A soul-ripping screech filled the lab, a sound so terrifying that the soldiers held their fire. Peering around the corner of a desk, Peter saw the mutilated body of the woman, Subject 98-7, freed from her glass prison, flopping on the floor like a fish. Before his disbelieving eyes, tissue from her amputated legs and arms began to grow, her body miraculously repairing itself.
 

Those few timeless seconds were shattered as the guards opened fire on her, peppering her with bullets, the gunshots overpowering her rage-filled wail. While the bullets pierced her flesh and shattered bone, her body healed both the old damage and the new at an astonishing rate. She fixed the guards with eye sockets that now held the ghostly shells, like soft egg whites, of regenerating eyeballs.

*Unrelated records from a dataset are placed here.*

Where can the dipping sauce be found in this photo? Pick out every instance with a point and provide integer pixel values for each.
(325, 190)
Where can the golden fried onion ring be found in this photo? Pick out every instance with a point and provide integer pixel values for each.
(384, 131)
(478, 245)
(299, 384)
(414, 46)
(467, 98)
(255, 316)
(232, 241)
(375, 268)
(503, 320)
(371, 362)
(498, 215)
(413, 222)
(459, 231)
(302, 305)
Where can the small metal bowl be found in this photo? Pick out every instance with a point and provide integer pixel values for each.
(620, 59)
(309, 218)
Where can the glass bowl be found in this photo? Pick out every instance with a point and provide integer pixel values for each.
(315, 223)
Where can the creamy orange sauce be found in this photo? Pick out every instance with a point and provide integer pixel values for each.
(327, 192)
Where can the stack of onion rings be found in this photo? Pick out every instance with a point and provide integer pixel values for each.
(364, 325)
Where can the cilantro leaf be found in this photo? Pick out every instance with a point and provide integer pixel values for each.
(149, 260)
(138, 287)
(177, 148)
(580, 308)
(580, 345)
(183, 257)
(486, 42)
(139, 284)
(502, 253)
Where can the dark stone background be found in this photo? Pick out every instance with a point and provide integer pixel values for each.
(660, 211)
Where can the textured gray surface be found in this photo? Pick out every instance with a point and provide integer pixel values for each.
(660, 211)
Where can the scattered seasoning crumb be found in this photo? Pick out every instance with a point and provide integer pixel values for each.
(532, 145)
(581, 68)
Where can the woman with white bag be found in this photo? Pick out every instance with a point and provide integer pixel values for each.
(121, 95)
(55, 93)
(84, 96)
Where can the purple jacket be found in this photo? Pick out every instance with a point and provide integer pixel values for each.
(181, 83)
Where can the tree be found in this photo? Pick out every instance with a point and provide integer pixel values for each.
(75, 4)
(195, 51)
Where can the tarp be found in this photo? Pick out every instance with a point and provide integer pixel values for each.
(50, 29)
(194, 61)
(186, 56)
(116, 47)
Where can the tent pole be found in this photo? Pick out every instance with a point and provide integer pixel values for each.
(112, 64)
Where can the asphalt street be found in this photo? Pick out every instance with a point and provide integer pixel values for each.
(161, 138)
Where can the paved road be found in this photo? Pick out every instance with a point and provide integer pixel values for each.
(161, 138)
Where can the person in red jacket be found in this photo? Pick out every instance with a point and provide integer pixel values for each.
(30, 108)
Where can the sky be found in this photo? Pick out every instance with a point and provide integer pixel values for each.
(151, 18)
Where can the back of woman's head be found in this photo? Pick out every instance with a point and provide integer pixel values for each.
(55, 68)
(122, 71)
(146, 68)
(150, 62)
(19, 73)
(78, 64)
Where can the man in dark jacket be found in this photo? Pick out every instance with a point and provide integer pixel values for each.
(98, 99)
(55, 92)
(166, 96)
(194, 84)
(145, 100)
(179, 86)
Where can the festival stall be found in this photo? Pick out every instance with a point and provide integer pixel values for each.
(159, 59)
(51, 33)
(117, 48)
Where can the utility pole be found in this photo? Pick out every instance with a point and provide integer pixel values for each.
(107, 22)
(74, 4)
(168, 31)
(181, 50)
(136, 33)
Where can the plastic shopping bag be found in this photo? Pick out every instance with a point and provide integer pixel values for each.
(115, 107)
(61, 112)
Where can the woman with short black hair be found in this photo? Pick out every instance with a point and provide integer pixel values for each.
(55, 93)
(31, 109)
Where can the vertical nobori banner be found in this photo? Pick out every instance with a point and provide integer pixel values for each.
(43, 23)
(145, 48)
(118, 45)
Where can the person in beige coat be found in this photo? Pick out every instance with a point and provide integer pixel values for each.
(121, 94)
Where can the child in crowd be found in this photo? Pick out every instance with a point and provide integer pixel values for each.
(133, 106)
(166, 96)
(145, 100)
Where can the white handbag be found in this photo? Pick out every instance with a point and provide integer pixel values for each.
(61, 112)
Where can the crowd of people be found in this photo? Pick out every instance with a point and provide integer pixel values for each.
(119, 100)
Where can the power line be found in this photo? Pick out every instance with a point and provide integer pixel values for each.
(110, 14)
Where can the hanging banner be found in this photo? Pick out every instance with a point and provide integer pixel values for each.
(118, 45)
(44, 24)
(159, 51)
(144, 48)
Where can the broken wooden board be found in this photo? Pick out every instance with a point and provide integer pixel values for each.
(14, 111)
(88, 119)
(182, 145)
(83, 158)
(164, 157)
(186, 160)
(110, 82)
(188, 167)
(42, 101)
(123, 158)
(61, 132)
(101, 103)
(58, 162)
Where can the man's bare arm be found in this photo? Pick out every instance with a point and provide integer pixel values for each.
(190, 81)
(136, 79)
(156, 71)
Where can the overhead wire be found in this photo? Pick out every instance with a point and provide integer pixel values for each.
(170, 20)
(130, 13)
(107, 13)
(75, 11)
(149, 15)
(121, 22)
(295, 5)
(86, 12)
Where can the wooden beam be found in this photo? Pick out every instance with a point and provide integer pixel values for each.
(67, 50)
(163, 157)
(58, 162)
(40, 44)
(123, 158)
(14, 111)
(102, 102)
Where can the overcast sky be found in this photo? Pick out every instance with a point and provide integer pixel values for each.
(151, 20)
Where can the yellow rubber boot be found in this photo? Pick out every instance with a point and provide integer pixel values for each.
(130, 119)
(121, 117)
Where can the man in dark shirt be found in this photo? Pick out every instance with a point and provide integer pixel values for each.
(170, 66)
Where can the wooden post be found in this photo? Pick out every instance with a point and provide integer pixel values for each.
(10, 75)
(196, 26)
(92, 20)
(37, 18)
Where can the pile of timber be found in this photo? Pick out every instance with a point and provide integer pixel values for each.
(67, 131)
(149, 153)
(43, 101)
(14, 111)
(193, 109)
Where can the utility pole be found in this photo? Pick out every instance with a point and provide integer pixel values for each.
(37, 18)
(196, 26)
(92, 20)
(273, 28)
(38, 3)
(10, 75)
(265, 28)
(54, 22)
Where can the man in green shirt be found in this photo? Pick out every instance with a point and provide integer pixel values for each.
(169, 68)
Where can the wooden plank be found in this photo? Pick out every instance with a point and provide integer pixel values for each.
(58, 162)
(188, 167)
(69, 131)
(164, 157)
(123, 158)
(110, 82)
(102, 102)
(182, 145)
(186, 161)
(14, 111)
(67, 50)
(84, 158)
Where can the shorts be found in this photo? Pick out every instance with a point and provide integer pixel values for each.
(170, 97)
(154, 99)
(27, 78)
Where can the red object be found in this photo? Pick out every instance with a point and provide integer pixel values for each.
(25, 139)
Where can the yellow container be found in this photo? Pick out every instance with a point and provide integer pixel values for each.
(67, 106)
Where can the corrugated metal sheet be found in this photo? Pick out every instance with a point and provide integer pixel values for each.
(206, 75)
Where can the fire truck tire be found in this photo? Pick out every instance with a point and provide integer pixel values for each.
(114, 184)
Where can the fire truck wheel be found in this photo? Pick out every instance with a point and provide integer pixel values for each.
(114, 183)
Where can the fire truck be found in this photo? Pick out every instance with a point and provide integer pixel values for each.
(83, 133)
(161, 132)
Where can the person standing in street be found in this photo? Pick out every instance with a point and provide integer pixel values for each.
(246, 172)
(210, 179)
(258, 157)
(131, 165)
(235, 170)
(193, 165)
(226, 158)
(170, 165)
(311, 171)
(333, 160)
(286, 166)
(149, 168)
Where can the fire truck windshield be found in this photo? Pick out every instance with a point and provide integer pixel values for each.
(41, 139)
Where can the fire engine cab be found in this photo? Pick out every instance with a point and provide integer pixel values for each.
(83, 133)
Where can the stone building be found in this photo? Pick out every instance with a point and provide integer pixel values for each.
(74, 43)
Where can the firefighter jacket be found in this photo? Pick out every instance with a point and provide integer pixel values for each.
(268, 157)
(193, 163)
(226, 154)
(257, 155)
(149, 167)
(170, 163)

Peter coughed as an eye-watering mix of gun smoke, ammonia, and formaldehyde fumes coursed through the lab.
 

Formaldehyde
. Reaching into his pocket, he withdrew his lighter. Flicking the flame into life, he lobbed it over the desk behind which he was hiding toward the now-destroyed specimen display and the writhing immortal woman, who even now was trying to squirm toward her tormentors.

With a deep
whoosh
, that half of the lab erupted in flames as the formaldehyde caught fire. The woman’s wailing turned to an agonized scream, accompanied by surprised cries and curses from the soldiers.

Peter peeked above the cover of his desk and saw two flaming figures get to their feet and twirl about, screaming, as the other guards pulled back from the flames, now firing more in his direction than the woman on the floor, now wreathed in flames.
 

With one last longing look toward Mina’s cell, Peter retreated down one of the corridors that led from the hub of the burning laboratory into the maze of cells. He said a silent prayer for the poor wretched woman in the lab as her screams subsided into silence, the flames at last taking her life and, he hoped, granting peace to her tortured soul.

Moving as fast as he could, he made his way through the labyrinth. The prisoners had been stirred up by the excitement, and the air was filled not only with acrid smoke rolling outward from the lab, but the wails, cries, and grunts of the unearthly things behind the doors that he passed. The things that had once been human.

They all were making a deafening racket. All save one.

Peter came to a stop before the door to Ivan’s cell. It was deathly silent inside, and for just a moment Peter wondered if the creature hadn’t suffered an unexpected calamity. Looking through the slit, he found that the thing was peering right back at him, one of the orange-sized eyeballs pressed right up against the door.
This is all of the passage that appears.